A intenção da professora da pós-graduação de Historia da Universidade Salgado de Oliveira nesta discussão é, em vez de diminuir as produções de cunho histórico, divulgar o conhecimento sobre o assunto. Mais biografias, e sem autorização de ninguém. Se houver calúnia ou exageros, que a Justiça seja chamada para resolvar a questão. Herdeiros impedindo a publicação de qualquer texto? Um absurdo. Imagine ter que atender todos os descendentes dos cerca de 40 filhos bastardos de D. Pedro I?Confirmando esse interesse na difusão, recentemente ela lançou o blog História hoje, para dialogar com os entusiastas do tema. Além disso, após estudar as crianças e as mulheres em separado, acaba de publicar a História dos homens no Brasil, nada menos que seu 37º livro, segundo o seu site oficial.

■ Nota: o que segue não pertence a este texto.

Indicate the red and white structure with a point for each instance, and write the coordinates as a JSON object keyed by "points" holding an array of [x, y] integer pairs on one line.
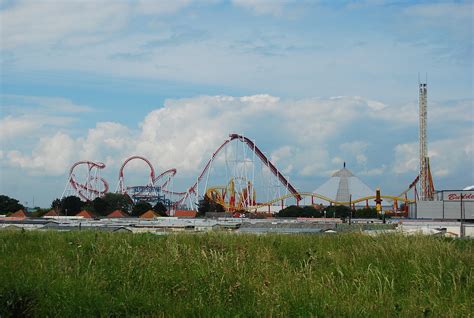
{"points": [[425, 178], [85, 181]]}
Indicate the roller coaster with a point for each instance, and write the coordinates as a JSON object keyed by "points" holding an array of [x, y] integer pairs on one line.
{"points": [[238, 163]]}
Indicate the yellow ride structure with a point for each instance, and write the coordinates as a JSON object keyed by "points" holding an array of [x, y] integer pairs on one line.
{"points": [[233, 199]]}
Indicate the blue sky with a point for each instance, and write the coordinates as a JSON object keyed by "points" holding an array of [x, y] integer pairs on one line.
{"points": [[315, 83]]}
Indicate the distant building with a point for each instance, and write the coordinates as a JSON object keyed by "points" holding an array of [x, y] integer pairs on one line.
{"points": [[342, 185], [150, 214], [85, 214], [185, 213], [18, 214], [117, 214], [447, 205]]}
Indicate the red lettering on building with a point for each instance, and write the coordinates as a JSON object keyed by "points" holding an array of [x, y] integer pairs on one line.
{"points": [[457, 196]]}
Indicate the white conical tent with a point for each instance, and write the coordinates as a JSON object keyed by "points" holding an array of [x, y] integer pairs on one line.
{"points": [[342, 185]]}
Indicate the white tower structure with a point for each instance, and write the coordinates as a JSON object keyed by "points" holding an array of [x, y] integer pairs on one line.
{"points": [[426, 182]]}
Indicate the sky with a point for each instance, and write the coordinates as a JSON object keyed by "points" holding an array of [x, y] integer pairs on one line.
{"points": [[314, 83]]}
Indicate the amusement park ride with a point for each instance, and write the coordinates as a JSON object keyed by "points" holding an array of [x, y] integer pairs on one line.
{"points": [[233, 176], [238, 160]]}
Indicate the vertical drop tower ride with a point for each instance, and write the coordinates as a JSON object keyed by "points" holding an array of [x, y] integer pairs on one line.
{"points": [[426, 180]]}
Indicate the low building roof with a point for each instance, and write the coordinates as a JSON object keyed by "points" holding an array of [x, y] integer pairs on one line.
{"points": [[185, 213], [85, 214], [18, 214], [150, 214], [117, 214]]}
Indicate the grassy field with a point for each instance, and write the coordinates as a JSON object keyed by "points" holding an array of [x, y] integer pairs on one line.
{"points": [[80, 274]]}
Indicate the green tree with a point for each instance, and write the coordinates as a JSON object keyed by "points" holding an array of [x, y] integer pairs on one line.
{"points": [[117, 201], [71, 205], [8, 205], [100, 206], [160, 208], [369, 213], [140, 208], [338, 211]]}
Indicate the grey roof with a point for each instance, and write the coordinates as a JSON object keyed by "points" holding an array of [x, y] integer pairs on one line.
{"points": [[342, 185]]}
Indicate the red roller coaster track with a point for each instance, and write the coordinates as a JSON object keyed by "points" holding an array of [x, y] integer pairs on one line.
{"points": [[121, 186], [86, 190]]}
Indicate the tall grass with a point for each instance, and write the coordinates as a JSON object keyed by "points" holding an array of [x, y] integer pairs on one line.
{"points": [[218, 274]]}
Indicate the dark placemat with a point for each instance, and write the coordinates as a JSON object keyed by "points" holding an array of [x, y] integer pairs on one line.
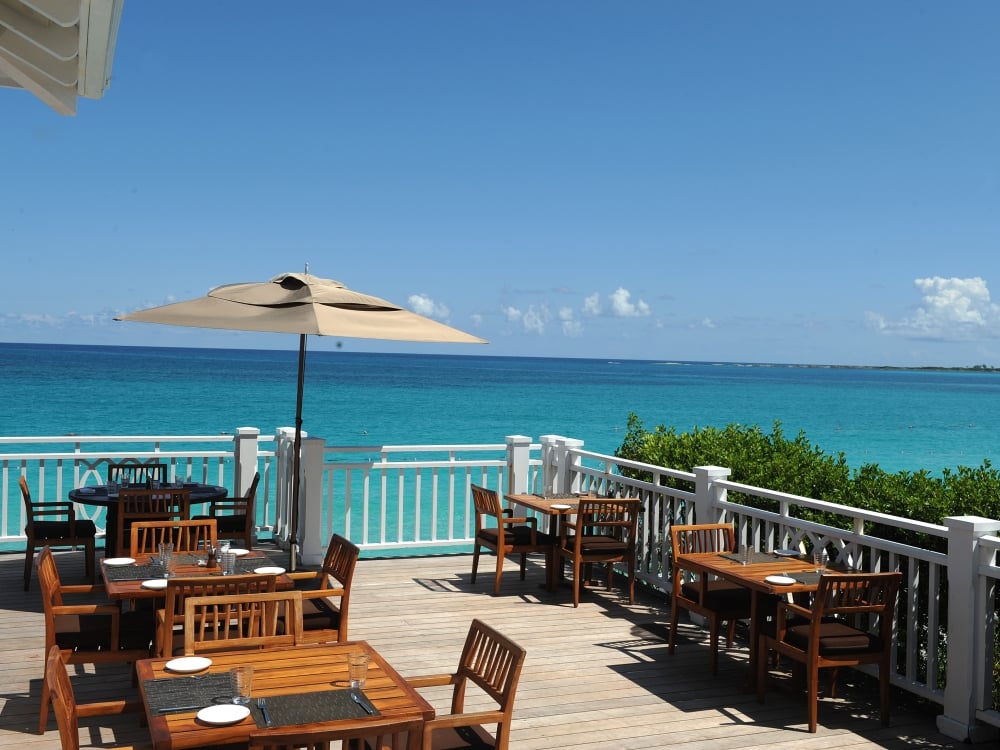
{"points": [[132, 572], [181, 693], [758, 557], [304, 708]]}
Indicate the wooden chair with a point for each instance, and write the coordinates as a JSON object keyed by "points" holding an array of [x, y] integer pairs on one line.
{"points": [[170, 619], [64, 703], [323, 620], [133, 473], [716, 601], [240, 621], [54, 524], [603, 531], [499, 530], [491, 662], [236, 516], [136, 505], [87, 633], [849, 623], [375, 733], [186, 536]]}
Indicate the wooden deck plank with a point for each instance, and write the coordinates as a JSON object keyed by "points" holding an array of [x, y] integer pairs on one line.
{"points": [[594, 676]]}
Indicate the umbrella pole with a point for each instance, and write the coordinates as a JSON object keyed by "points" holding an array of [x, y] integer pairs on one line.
{"points": [[293, 542]]}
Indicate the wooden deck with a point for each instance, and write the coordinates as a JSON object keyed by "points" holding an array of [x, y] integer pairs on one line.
{"points": [[595, 677]]}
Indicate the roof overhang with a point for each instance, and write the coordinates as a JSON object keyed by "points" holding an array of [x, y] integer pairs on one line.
{"points": [[58, 49]]}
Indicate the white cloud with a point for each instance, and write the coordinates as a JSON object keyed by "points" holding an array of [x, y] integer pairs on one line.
{"points": [[592, 304], [622, 306], [950, 310], [424, 305], [570, 326]]}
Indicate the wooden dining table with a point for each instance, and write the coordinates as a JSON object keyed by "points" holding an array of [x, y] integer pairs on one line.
{"points": [[134, 580], [302, 685], [555, 508], [760, 576]]}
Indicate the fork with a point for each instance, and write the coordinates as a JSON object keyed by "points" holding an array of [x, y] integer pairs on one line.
{"points": [[262, 705]]}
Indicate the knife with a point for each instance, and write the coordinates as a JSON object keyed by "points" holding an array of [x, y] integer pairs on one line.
{"points": [[361, 702]]}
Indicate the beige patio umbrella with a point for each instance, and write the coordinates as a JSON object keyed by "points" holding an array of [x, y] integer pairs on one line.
{"points": [[303, 304]]}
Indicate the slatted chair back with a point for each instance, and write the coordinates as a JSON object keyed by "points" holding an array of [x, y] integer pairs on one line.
{"points": [[241, 621], [493, 663], [138, 474], [499, 530], [135, 505], [179, 590], [375, 733], [87, 633], [54, 524], [603, 531], [237, 516], [850, 623], [186, 536], [716, 601], [326, 593]]}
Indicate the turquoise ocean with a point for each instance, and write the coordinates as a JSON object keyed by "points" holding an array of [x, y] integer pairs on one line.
{"points": [[899, 419]]}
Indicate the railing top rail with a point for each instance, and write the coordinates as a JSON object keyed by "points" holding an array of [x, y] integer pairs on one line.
{"points": [[686, 476], [918, 553], [845, 510], [222, 438]]}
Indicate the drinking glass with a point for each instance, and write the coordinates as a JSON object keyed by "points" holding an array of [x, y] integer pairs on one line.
{"points": [[357, 669], [820, 559], [167, 559], [241, 680]]}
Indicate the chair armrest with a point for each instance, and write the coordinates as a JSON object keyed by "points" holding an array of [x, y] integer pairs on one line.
{"points": [[464, 720], [320, 593], [87, 609], [795, 609], [431, 680], [83, 588]]}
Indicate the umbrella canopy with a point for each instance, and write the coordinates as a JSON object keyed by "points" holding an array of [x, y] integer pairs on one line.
{"points": [[303, 304]]}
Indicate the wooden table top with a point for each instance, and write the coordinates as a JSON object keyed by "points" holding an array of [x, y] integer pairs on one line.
{"points": [[133, 588], [282, 671]]}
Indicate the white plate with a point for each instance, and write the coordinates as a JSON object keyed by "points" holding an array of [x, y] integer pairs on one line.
{"points": [[780, 580], [224, 713], [269, 570], [188, 664]]}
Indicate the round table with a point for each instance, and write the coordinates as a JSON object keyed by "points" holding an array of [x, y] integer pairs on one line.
{"points": [[97, 495]]}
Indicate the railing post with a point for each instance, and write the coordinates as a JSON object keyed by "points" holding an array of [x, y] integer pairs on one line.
{"points": [[550, 463], [518, 467], [245, 447], [966, 657], [312, 545], [569, 478], [707, 495]]}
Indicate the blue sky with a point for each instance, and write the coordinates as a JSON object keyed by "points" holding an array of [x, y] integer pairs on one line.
{"points": [[731, 181]]}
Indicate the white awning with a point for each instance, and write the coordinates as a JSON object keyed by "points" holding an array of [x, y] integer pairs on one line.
{"points": [[58, 49]]}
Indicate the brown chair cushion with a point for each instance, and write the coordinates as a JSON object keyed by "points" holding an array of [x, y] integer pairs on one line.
{"points": [[319, 614], [515, 535], [60, 529], [601, 545], [834, 637]]}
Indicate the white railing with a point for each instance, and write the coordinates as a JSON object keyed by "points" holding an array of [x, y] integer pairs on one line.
{"points": [[417, 498]]}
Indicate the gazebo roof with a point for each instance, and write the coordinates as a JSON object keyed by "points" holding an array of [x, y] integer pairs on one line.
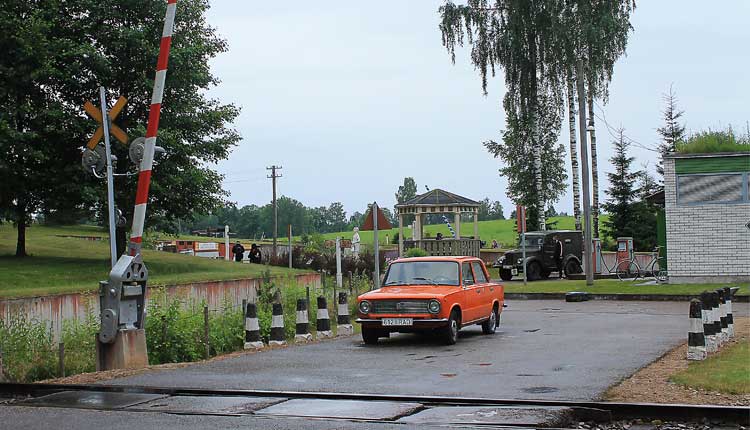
{"points": [[438, 197]]}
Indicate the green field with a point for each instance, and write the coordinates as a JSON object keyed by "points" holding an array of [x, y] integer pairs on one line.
{"points": [[612, 286], [63, 265], [504, 231], [726, 372]]}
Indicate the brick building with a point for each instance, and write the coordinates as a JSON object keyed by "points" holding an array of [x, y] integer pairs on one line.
{"points": [[707, 205]]}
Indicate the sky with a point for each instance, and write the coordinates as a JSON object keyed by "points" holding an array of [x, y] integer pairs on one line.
{"points": [[350, 99]]}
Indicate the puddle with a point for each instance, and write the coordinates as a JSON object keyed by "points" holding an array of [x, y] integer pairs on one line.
{"points": [[539, 390]]}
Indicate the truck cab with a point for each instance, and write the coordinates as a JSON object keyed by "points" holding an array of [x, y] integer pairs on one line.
{"points": [[540, 255]]}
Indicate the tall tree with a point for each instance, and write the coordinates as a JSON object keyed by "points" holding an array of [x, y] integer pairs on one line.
{"points": [[515, 150], [537, 44], [514, 36], [42, 60], [570, 96], [672, 131], [621, 190], [54, 59], [629, 214]]}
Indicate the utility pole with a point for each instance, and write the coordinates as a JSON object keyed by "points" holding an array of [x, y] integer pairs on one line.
{"points": [[587, 263], [273, 177]]}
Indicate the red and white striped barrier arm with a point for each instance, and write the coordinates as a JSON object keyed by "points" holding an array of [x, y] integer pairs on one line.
{"points": [[144, 176]]}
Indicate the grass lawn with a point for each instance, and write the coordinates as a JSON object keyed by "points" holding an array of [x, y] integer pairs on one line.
{"points": [[726, 372], [64, 265], [614, 286]]}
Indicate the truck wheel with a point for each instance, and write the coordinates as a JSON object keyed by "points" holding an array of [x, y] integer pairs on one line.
{"points": [[489, 326], [506, 275], [534, 271], [572, 267], [370, 336], [450, 333]]}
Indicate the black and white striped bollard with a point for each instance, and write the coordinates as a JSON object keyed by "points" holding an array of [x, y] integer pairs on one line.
{"points": [[707, 315], [323, 322], [277, 326], [723, 315], [696, 337], [344, 327], [252, 328], [719, 318], [730, 316], [302, 333]]}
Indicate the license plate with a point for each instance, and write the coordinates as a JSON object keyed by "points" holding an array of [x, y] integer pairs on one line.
{"points": [[398, 321]]}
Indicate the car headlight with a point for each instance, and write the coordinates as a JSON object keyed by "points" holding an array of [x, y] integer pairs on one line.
{"points": [[365, 307], [433, 306]]}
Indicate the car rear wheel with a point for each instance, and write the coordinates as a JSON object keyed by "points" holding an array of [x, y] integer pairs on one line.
{"points": [[489, 326], [370, 336], [450, 333], [506, 274]]}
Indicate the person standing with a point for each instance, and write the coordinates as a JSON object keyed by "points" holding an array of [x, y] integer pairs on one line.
{"points": [[239, 252], [558, 255], [255, 255]]}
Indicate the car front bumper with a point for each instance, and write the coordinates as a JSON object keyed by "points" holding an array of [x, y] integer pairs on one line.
{"points": [[417, 324]]}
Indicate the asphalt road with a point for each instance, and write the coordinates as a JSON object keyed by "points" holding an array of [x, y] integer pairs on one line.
{"points": [[543, 350]]}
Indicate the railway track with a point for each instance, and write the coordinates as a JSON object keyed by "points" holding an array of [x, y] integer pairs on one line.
{"points": [[585, 411]]}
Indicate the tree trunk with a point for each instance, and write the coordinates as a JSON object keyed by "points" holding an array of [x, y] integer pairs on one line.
{"points": [[594, 169], [574, 154], [21, 226], [536, 140]]}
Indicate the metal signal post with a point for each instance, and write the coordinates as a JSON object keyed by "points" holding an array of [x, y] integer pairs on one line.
{"points": [[122, 338], [273, 177]]}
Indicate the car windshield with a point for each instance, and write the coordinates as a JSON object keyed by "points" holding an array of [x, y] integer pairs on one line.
{"points": [[422, 272], [534, 241]]}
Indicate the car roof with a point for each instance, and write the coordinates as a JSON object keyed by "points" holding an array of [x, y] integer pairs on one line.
{"points": [[438, 258]]}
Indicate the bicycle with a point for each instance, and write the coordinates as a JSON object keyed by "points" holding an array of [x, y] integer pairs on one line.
{"points": [[631, 270]]}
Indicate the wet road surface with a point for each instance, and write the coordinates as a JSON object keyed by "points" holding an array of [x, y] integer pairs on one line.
{"points": [[543, 350]]}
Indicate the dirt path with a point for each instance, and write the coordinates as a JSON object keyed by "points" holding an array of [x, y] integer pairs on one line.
{"points": [[651, 383]]}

Seu interesse pelas biografias vem desde o início de sua carreira. Em entrevista para a Revista de História da Biblioteca Nacional, em 2010, ela já explicava como começou a escrevê-las:“Quando me mudei para o Rio de Janeiro, descobri o riquíssimo arquivo do Instituto Histórico e Geográfico Brasileiro e percebi quantos filões poderiam nascer dali. E, nesse momento, houve uma ruptura naquilo que eu considerava que poderia ser uma carreira, como historiadora, e não como professora. Nunca me senti professora de nada e nem de ninguém. Então, naquele período, vislumbrei a possibilidade de fazer livros de divulgação que chamassem atenção para a questão da História do Brasil. Escrever sobre personagens que fossem desconhecidos, usando-os como janelas para o passado. E aí o meu trabalho deu uma guinada, e comecei a focar nas biografias, onde tenho tido bastante sucesso.”Agora, em entrevista por email, ela reforça que os textos sobre a história de homens - ilustres ou não -, inclusive, não devem ficarrestritos ao ambiente universitário, mas ser tratado como uma das vertentes da literatura, como “romances, thrillers policiais, auto-ajuda”.
“Considerado um gênero menor, paradoxalmente ele atrai milhões de leitores e tem autores desde a Antiguidade. O pioneiro Plutarco em sua obra Vidas paralelas tratou da biografia de Rômulo, Cesar entre outros personagens históricos”, explica a professora, que vai participar de um evento na Estação das letras, no Flamengo, Zona Sul do Rio, no dia 28 de novembro, discutindo exatamente “Literatura e História: Limites Ilimitados”.“Outra característica que se esquece é que a biografia é filha de seu tempo. Ela reflete as formas de pensar de uma época. Na Antiguidade, a biografia fabricava heróis, na Idade Média, santos e personagens de vida espiritual irreprochável, na Idade Moderna, obras como a de Vasari ou Brantome procuravam personagens moralizantes, capazes de transmitir ideais por meio de seu comportamento.”A professora recorda que “no século XIX, biografias de reis e generais serviram a consolidar a ideia de nação, com seus heróis e feitos”. Já no seguinte, autores famosos como Stefan Zweig e Marguerite Yourcenar escreveram romances históricos, ao abordar personagens famosos como Maria Antonieta ou o imperador romano Adriano, respectivamente. Já no atual século, o grande tema é a intimidade, “objeto de estudos das ciências humanas, através da história, da psicanálise e da antropologia e é natural que essas questões se transfiram para as biografias”, escreve ela.
Segundo Mary, em nossa sociedade pós-burguesa, os valores do exibicionismo se tornaram mais fortes do que os da discrição e do pudor. Assuntos que frequentam as páginas de revistas de fofocas vão necessariamente aparecer na obra de biografados.“Figuras públicas são públicas. Então que tenham coerência entre o que dizem e o que fazem”, opina, lembrando que os limites entre o que é público e o privado está ficando cada vez mais difícil de se perceber. “Em meu livro, Historias Intimas, demonstrei que a privacidade, um fenômeno cultural que foi lentamente construído pela burguesia entre os séculos XVIII e XIX está sendo desmontado.”A professora argumenta que o estudo da vida privada, em vez de ser um problema, deve ser encarado como uma qualidade das biografias. Ela já comentava essa propostana entrevista em 2010 para a Revista de História da Biblioteca Nacional, quando afirmou que um dos principais pontos quando se escreve sobre a vida de alguém é exatamente o detalhe.“Isto é absolutamente inquestionável. A possibilidade de o leitor ver aquilo que você está contando. O escritor deve estar menos interessado em interpretar ou justificar determinados fatos e mais preocupado em recuperar a atmosfera de um período e descrever certos acontecimentos. E, para isso, é preciso estudar sobre a vida privada.”Basta, agora, os biografados concordarem.